Заповедь чтить старость восходит к эпохам, когда глубокая старость являлась исключением. (См. "Статистику".) Если сегодня хвалят старого человека, то непременно заявляют, что он относительно еще молод, прямо-таки юн. Наше почтение всегда покоится на этом "еще" ("еще неутомим", "сегодня еще хорошо выглядит", "вполне еще живой ум", "все еще в состоянии" и т. д.). Наше почтение относится не к старости, а совершенно четко - к ее противоположности: к тому, что кто-то, несмотря на свой возраст, еще не немощен.
На какое-то время самообман еще возможен. Если окружающие постепенно замечают распад личности, они большей частью не подают вида - напротив, всячески (речами на дне рождения, избранием в вице-президенты и т. д.) побуждают к самообману отчасти из сострадания, отчасти из-за того, что общение с меченым удобнее, пока он вынужден скрывать свою немощь. Если же наступает день, когда ему приходится признать, что он старик - кем он давно является, - он обнаруживает, что его признание никого не поражает, оно только производит неприятное впечатление.

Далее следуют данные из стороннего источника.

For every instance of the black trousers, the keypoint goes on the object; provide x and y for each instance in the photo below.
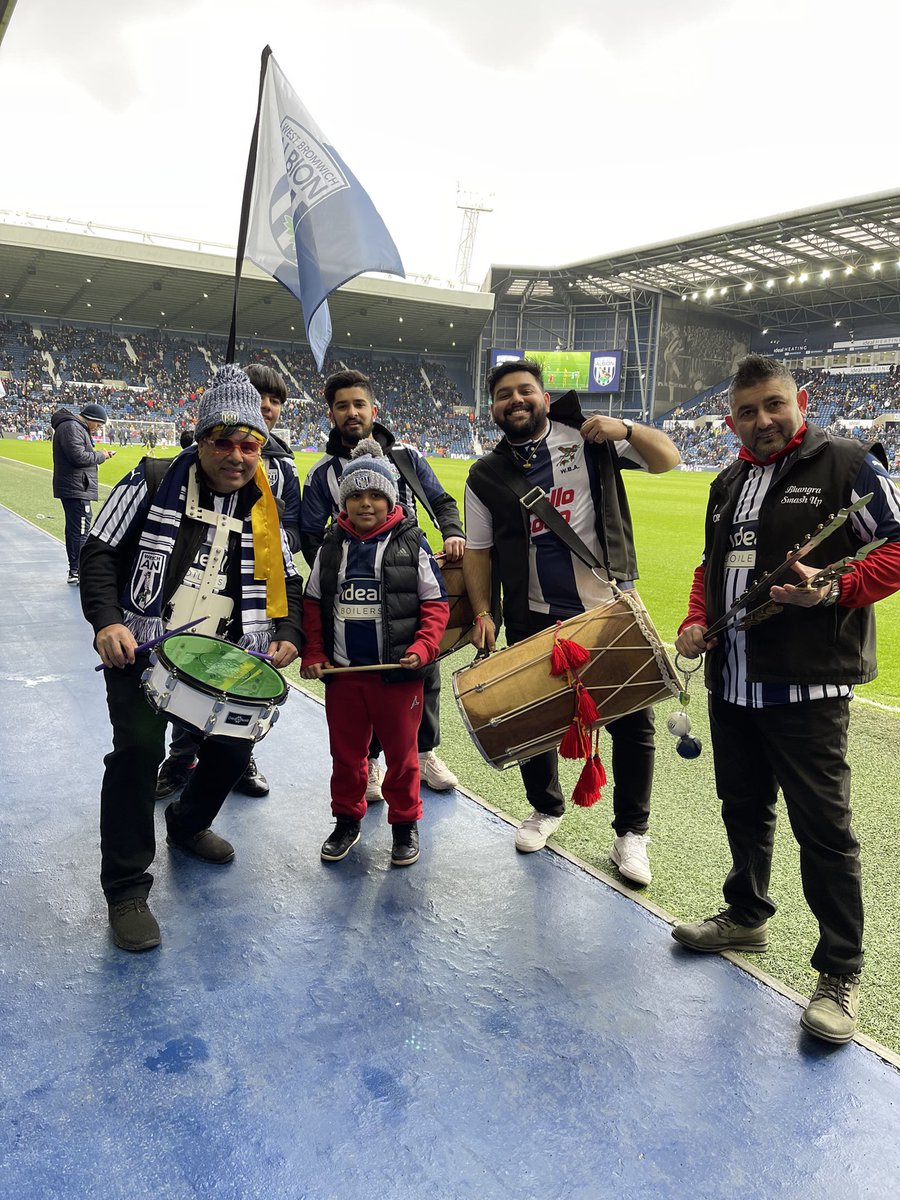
(78, 522)
(430, 726)
(127, 834)
(633, 757)
(803, 749)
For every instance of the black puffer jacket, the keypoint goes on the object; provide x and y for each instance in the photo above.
(75, 460)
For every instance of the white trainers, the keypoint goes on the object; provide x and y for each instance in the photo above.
(534, 831)
(436, 773)
(629, 852)
(373, 785)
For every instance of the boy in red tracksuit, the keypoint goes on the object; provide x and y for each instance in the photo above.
(375, 597)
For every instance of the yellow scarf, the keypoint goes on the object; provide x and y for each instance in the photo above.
(268, 559)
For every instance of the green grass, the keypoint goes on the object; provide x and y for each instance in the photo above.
(689, 855)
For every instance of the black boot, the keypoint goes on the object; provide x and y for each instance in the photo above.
(173, 775)
(341, 840)
(406, 844)
(252, 781)
(132, 924)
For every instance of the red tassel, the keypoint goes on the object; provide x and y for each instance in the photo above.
(600, 772)
(585, 706)
(575, 743)
(587, 790)
(558, 664)
(576, 655)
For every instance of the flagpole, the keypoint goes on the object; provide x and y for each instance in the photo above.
(245, 205)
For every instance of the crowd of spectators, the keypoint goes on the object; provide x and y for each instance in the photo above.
(144, 378)
(147, 377)
(834, 401)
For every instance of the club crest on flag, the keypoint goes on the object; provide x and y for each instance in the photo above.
(311, 225)
(604, 370)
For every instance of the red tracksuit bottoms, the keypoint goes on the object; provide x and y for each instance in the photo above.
(355, 705)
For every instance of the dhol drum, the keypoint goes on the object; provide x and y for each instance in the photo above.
(515, 708)
(460, 630)
(214, 687)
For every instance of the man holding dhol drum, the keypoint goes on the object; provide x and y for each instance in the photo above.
(577, 463)
(780, 689)
(196, 538)
(352, 409)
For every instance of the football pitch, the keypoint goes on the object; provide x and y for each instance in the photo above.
(689, 852)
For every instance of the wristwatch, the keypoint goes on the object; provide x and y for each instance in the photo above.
(832, 594)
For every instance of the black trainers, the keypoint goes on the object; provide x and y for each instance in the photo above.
(132, 924)
(173, 775)
(252, 781)
(406, 844)
(341, 840)
(205, 844)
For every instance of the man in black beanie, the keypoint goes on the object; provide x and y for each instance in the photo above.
(75, 473)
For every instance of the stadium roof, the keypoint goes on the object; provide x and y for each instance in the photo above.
(816, 267)
(157, 282)
(6, 7)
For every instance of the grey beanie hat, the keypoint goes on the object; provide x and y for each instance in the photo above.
(231, 400)
(369, 471)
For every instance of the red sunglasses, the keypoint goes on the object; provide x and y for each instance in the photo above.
(225, 445)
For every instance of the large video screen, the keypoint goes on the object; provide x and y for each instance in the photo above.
(595, 371)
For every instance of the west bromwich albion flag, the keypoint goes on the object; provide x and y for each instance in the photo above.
(312, 225)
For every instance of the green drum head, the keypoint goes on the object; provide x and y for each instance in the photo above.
(220, 666)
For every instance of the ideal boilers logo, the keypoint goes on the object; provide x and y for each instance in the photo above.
(311, 175)
(743, 546)
(360, 600)
(604, 370)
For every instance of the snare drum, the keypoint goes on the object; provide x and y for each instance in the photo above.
(514, 708)
(214, 687)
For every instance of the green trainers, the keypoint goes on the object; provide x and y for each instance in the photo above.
(721, 933)
(832, 1012)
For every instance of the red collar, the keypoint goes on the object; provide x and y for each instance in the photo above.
(749, 456)
(394, 517)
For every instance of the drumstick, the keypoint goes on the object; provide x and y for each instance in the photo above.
(155, 641)
(371, 666)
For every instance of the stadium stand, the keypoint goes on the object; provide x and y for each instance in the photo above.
(861, 406)
(145, 378)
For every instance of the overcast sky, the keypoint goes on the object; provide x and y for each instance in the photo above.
(598, 125)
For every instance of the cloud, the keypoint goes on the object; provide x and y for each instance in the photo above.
(505, 33)
(90, 45)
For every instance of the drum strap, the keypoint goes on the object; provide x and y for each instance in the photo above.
(535, 501)
(402, 461)
(189, 601)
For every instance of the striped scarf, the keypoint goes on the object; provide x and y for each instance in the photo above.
(142, 599)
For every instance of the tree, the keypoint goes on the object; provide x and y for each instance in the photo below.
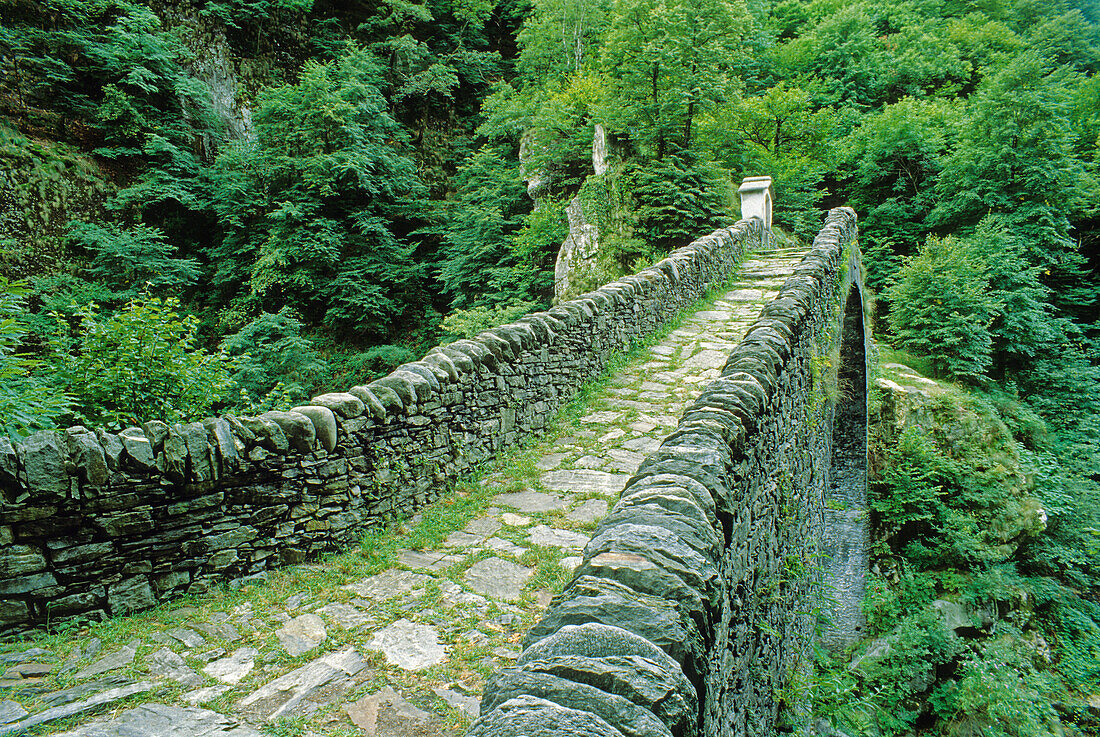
(316, 209)
(942, 308)
(668, 61)
(138, 364)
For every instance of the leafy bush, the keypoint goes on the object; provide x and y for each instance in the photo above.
(271, 350)
(26, 402)
(942, 307)
(138, 364)
(468, 323)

Меченый начинает составлять фразы: "В конце концов, мы уже однажды пережили это... Мы тоже когда-то... Если вы когда-нибудь узнали, что значит... В мое время... В наше время... Ныне каждый считает... В вашем возрасте, знаете, я бы постыдился... Я по опыту знаю, что возможно только одно... Нужно дать молодым возможность..." И т. д.
Меченый узнает себя по тому, что никто ему не завидует, даже если он снискал уважение или обладает состоянием, то есть имеет возможности, которых они, более молодые, не имеют; тем не менее никто не хочет поменяться с ним местами.
Когда заходит речь о ком-то, кто добился чего-либо значительного или обещает вскоре добиться, меченый сразу же справляется о возрасте этого человека. (Очень ранняя стадия.) Меченый начинает меньше завидовать успехам современников, чем их году рождения: их запасу будущего.